Ha preso il via a Davos la cinquantaquattresima edizione del World Economic Forum. Inventato dal controverso Klaus Schwab, fautore del transumanesimo e della quarta rivoluzione industriale, questo ormai conosciutissimo incontro riunisce le èlite finanziarie globali. E i temi trattati ci danno un’idea di quali siano le loro “emergenze”. Fra manie di controllo e ossessioni green. “Ricostruire la fiducia” è il mantra dei signori del mondo. Fra i partecipanti si annoverano Emmanuel Macron, il premier spagnolo Pedro Sanchez, Ursula Von der Leyen, il segretario di Stato Usa Blinken, il premier cinese Li Qiang. Non poteva mancare il discusso presidente argentino Milei. Per l’Italia, partecipa il ministro dell’Economia Giorgetti. In un mondo sconvolto da conflitti, tensioni e povertà, che registra il più grave squilibrio di sempre nella distribuzione delle ricchezze, la prima emergenza dei potenti sembrano essere le cosiddette “fake news”. Oltre naturalmente alle ossessioni green.

A Davos le èlite mondiali hanno individuato quattro punti di discussione principali. Il primo tema è il “raggiungimento della sicurezza e cooperazione in un mondo fratturato”. Si parla di Ucraina, del conflitto israelo palestinese e delle tensioni in Medio Oriente e nel Mar Rosso. Che per i leader globali “minano il commercio internazionale”. E con esso la crescita economica e gli sforzi per mitigare la crisi climatica. L’emergenza umanitaria viene in secondo piano. Il tema primario è che l’instabilità economica mette in crisi l’ordine liberal capitalista occidentale. Non a caso, il sistema in cui sguazza la cerchia economico finanziaria del Wef.

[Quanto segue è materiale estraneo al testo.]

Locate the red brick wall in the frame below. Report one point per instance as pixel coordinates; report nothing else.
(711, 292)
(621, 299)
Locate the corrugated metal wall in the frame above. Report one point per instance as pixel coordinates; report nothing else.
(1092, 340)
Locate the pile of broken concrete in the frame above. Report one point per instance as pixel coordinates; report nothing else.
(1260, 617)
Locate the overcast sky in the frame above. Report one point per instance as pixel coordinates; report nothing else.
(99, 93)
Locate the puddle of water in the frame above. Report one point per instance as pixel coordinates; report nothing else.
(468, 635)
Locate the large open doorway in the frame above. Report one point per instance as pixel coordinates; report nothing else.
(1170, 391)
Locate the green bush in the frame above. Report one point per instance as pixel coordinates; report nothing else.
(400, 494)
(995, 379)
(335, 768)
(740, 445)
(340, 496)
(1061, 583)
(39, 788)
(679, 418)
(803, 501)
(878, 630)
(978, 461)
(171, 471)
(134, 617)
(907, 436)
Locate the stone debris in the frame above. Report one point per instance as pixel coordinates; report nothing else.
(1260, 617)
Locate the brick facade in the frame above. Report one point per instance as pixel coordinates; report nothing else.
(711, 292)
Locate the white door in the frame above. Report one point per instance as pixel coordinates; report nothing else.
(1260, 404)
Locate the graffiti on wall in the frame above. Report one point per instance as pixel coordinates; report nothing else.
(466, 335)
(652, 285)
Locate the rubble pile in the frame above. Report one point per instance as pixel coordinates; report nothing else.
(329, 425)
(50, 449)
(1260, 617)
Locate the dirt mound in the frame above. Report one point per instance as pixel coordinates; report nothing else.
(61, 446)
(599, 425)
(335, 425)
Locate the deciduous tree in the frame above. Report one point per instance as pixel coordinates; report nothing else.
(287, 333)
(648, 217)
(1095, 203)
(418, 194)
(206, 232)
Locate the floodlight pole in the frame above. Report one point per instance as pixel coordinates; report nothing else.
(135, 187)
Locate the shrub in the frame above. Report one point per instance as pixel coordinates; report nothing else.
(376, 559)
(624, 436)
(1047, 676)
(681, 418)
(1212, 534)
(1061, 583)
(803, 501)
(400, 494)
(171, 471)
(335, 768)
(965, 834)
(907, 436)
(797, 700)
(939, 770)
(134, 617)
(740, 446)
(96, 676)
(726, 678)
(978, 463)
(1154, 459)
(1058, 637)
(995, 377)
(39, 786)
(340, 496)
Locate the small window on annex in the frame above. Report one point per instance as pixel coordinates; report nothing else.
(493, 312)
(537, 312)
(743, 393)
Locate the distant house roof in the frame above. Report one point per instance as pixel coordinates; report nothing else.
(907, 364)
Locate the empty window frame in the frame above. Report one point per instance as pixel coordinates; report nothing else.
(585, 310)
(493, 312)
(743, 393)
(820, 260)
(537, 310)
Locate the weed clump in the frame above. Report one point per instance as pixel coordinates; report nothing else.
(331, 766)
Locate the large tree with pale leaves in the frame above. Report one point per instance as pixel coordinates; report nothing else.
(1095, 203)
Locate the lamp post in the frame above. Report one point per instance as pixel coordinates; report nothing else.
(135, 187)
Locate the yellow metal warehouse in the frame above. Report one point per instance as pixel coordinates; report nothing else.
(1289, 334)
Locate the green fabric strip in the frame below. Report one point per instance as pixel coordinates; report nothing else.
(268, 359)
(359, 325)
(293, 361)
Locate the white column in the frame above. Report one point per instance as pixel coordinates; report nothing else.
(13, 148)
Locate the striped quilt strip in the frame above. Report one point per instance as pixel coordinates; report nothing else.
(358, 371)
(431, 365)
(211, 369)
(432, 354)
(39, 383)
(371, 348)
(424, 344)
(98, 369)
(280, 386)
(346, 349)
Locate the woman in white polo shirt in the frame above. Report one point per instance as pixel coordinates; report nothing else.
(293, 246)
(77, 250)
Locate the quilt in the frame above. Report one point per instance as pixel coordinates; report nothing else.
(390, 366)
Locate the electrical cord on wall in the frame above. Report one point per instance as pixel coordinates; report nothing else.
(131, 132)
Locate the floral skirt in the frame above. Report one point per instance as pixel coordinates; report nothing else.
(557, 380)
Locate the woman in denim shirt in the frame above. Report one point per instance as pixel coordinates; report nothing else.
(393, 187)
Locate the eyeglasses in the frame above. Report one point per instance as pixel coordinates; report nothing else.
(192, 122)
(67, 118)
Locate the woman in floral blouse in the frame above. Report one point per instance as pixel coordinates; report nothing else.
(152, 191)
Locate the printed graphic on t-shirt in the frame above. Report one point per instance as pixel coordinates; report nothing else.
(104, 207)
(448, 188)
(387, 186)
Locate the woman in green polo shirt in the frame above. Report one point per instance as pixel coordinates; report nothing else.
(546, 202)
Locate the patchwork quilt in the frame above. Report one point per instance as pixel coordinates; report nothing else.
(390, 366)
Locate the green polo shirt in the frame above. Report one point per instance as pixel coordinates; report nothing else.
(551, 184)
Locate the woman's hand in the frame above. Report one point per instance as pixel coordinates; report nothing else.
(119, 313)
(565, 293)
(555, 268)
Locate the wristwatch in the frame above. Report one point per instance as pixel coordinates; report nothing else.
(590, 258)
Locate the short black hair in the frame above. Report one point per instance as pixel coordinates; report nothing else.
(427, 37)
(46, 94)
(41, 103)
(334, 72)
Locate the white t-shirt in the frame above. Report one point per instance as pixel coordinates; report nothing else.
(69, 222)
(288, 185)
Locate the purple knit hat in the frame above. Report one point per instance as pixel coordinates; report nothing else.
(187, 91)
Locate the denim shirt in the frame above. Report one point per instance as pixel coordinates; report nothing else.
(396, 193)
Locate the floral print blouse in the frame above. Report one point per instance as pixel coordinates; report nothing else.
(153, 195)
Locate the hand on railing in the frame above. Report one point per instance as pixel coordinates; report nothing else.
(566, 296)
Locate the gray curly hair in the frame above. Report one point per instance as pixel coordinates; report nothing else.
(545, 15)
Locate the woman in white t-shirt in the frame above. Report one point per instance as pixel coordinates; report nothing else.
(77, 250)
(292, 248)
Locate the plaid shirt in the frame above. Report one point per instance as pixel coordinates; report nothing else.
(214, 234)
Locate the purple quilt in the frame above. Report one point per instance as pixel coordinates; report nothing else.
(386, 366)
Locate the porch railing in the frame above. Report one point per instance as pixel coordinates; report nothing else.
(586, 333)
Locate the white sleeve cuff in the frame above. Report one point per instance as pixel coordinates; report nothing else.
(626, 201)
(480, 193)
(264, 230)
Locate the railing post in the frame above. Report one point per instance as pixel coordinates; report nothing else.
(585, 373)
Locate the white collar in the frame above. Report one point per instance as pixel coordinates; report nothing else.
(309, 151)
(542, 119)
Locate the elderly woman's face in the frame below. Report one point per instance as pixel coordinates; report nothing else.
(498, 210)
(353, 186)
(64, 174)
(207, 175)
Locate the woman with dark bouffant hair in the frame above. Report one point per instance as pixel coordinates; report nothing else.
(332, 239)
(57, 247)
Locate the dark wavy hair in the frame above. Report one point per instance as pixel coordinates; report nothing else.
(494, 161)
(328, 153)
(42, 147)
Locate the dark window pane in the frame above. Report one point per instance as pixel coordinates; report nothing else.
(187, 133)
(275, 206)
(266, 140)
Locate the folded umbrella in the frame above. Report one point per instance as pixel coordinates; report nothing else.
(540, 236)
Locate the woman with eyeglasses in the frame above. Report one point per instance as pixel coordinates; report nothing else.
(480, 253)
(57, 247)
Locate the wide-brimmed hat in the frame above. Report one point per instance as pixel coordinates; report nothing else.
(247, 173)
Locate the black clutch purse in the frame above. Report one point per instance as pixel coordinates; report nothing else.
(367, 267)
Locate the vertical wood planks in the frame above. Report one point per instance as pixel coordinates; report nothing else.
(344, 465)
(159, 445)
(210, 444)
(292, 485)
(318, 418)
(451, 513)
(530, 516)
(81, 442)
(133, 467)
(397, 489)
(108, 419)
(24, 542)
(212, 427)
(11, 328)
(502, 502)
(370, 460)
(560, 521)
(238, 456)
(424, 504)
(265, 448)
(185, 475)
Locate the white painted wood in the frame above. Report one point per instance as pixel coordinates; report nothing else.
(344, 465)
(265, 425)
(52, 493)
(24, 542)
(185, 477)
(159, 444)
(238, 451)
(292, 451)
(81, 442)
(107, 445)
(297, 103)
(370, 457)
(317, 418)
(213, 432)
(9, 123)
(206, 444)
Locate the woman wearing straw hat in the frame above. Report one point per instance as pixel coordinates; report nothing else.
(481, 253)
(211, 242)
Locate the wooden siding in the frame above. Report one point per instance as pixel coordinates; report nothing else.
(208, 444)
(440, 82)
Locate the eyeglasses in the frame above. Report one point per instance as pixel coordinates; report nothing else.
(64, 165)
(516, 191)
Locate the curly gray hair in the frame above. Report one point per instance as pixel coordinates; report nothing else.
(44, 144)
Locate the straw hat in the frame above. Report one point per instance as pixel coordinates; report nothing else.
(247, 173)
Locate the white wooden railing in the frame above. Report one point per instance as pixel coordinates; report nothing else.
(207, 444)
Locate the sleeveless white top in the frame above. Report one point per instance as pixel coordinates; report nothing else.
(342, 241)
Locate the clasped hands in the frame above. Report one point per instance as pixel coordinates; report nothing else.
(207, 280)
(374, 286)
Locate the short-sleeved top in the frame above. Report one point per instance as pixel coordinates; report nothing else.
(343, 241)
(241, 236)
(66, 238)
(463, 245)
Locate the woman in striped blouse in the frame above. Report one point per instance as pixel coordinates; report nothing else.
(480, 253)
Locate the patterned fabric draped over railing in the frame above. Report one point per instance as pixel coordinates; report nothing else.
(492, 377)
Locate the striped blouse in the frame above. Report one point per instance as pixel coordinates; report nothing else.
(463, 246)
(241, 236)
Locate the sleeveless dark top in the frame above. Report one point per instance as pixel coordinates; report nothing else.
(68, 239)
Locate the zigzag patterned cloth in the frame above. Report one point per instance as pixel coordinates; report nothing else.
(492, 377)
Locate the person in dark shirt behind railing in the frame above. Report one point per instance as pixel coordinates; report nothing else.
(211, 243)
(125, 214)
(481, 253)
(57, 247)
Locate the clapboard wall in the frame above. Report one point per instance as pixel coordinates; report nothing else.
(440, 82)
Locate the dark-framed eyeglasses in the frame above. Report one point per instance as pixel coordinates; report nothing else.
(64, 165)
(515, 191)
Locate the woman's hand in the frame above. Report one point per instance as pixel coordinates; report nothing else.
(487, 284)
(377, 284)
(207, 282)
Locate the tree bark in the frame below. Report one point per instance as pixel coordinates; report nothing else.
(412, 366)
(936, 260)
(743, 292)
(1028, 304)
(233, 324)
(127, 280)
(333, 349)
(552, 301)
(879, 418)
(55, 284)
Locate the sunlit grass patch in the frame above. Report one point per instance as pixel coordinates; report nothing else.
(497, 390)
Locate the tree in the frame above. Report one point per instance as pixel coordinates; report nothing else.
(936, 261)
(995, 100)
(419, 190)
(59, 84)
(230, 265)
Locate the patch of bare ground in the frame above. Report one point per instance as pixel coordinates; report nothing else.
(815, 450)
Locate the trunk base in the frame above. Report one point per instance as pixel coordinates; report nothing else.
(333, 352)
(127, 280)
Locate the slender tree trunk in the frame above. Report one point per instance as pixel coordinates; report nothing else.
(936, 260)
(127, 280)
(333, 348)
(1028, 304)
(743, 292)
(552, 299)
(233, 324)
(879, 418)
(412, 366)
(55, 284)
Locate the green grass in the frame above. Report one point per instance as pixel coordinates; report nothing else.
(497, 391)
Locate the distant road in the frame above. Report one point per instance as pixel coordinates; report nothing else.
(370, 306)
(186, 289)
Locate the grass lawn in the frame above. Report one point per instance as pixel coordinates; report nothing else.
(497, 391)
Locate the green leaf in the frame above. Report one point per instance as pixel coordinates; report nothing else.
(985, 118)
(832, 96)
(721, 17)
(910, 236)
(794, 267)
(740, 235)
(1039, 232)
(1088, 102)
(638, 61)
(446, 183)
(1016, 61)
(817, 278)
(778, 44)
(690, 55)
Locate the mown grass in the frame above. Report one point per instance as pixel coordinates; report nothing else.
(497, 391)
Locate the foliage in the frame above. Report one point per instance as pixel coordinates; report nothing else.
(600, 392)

Secondo punto cardine dell’incontro, stablire “Una strategia a lungo termine per il clima, la natura e l’energia”. Con il solito mantra del raggiungimento dell’obiettivo di un mondo a zero emissioni di carbonio. Che detto da una congrega di persone che si è presentata all’appuntamento in Svizzera con jet privati e rombanti Suv, rende il tutto un po’ meno credibile. Il sospetto è che si stia parlando, più che di clima, della riconversione del sistema energetico per motivi finanziari e politici. Ci sono altre due tematiche in discussione. La “creazione di posti di lavoro legati al digitale” e lo sviluppo delle AI come “motore dell’economia e delle società”. Solo che, secondo le previsioni, l’avvento delle AI avanzate di posti di lavoro ne farà sparire parecchi. Alcuni studi parlano di centinaia di milioni, forse un miliardo. Di cui la maggior parte difficili, o quasi impossibili da rimpiazzare.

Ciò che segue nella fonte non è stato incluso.